Marktteilnehmer hoffen auf Hinweise
Euro-Renten vor Greenspan-Anhörung uneinheitlich

Die europäischen Zinsfutures haben sich am Freitag im Vorfeld einer weiteren Anhörung von US-Notenbankpräsident Alan Greenspan vor einem Kongressausschuss in engen Spannen uneinheitlich präsentiert.

Reuters FRANKFUTR. Händlern zufolge warten die Marktteilnehmer, ob Greenspan vielleicht doch noch weitergehende Hinweise zum geldpolitischen Kurs der amerikanischen Notenbank (Fed) geben wird. Zudem könnte der Index des Verbrauchervertrauens der Universität Michigan für Februar, der um 16.00 Uhr MEZ erwartet wird, neue Impulse liefern. Stützend auf den Markt hätten sich die weiterhin schwachen Aktienbörsen ausgewirkt. Kaum Auswirkungen hätten dagegen die am Vormittag vorgelegten Konjunkturdaten aus der Euro-Zone gehabt.

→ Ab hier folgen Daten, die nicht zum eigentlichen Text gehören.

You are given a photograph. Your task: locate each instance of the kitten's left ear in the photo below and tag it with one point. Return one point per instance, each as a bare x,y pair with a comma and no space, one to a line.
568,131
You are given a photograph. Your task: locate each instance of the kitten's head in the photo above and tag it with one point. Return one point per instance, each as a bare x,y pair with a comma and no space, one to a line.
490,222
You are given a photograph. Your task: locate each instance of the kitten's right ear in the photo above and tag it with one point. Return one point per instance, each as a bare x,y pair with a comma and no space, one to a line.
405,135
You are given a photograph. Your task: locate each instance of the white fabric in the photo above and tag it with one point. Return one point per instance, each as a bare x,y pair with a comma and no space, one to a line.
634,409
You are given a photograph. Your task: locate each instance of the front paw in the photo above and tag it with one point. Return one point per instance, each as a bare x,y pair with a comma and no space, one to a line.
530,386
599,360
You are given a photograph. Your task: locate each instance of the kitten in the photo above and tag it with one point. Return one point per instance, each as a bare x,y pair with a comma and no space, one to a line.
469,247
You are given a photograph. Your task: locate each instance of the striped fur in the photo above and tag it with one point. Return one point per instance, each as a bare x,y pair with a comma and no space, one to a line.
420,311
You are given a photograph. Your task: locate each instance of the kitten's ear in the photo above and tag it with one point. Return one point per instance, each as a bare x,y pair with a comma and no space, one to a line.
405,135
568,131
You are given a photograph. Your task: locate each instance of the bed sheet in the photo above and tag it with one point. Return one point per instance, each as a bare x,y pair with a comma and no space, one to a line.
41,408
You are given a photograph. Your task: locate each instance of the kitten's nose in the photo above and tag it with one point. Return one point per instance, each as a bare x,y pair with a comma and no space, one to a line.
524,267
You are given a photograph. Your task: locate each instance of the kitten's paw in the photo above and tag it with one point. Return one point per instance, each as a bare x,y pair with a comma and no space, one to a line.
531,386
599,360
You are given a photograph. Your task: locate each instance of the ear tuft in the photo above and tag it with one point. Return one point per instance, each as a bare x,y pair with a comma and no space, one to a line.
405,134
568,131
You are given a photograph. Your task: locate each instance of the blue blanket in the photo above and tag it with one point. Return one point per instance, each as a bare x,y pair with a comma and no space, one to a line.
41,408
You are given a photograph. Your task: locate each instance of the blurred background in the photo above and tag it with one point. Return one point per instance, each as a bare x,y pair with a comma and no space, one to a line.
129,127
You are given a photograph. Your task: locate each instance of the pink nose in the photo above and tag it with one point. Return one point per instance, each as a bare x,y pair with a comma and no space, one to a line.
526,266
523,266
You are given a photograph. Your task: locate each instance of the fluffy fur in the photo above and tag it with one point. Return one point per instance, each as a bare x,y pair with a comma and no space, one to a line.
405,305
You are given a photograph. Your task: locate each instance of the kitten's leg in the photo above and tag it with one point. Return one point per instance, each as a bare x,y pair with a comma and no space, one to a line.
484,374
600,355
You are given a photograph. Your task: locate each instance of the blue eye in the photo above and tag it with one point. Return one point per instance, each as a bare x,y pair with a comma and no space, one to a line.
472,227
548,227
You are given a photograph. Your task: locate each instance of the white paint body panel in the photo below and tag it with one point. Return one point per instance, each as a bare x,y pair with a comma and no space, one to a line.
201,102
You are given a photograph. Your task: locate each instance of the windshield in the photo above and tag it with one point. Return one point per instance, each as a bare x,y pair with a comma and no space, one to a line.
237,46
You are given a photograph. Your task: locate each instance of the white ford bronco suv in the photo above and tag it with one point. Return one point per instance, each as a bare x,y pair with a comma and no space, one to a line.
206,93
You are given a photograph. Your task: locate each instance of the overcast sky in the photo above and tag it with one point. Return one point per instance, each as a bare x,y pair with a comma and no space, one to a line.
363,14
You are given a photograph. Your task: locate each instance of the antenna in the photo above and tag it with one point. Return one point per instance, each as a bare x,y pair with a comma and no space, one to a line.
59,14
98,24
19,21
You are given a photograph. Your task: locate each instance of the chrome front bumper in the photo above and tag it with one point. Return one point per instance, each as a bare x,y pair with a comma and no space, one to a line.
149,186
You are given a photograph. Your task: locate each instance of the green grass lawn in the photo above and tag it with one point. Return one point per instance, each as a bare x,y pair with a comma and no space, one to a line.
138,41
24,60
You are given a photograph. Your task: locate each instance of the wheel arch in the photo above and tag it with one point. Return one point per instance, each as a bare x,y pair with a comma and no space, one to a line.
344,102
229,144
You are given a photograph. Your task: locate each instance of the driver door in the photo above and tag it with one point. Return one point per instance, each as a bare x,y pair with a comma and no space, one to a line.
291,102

Die Aufmerksamkeit richte sich in erster Linie auf die Anhörung Greenspans ab 16.00 Uhr MEZ vor dem Haushaltsausschuss des Repräsentantenhauses, sagten Händler. Generell gingen die Marktteilnehmer zwar davon aus, dass der Fed-Chef keine neuen Anhaltspunkte für die künftige Politik der Fed liefern werde, doch schlössen sie nicht gänzlich aus, dass er irgend welche neuen Indizien liefern könnte. Bei seiner Rede am Mittwoch hatte Greenspan zwar die Notwendigkeit weiterer Zinssenkungen nach der Ermäßigung im Januar in zwei Schritten um einen vollen Punkt angedeutet, doch keinerklei Hinweise auf den möglichen Zeitpunkt einer weiteren Zinssenkung gegeben. Am Markt war bis dahin eine baldige erneute Lockerung der Geldpolitik erwartet worden.

Sicherer Anlagehafen

Am Donnerstag habe auch der Präsident der Europäischen Zentralbank (EZB), Wim Duisenberg, für Enttäuschung gesorgt, hieß es im Handel. "Das kurze Ende leidet noch immer ein wenig, weil Duisenberg gestern die Zinsen weder gesenkt, noch angedeutet hat, dass er dies bald tun will," sagte ein Frankfurter Händler. Allerdings sollten die schwachen Aktien den Markt weiterhin stützen, fügte er hinzu. Eine Gewinnwarnung des US-Software-Unternehmens Oracle vom Donnerstagabend hatte am Freitag zunächst die Tokioter Börse auf ein 15-Jahrestief absacken lassen und im weiteren Verlauf auch die europäischen Börsen weiter ins Minus gedrückt. Die Renten profitierten somit weiterhin von ihrer Rolle als sicherer Anlagehafen, sagten Händler.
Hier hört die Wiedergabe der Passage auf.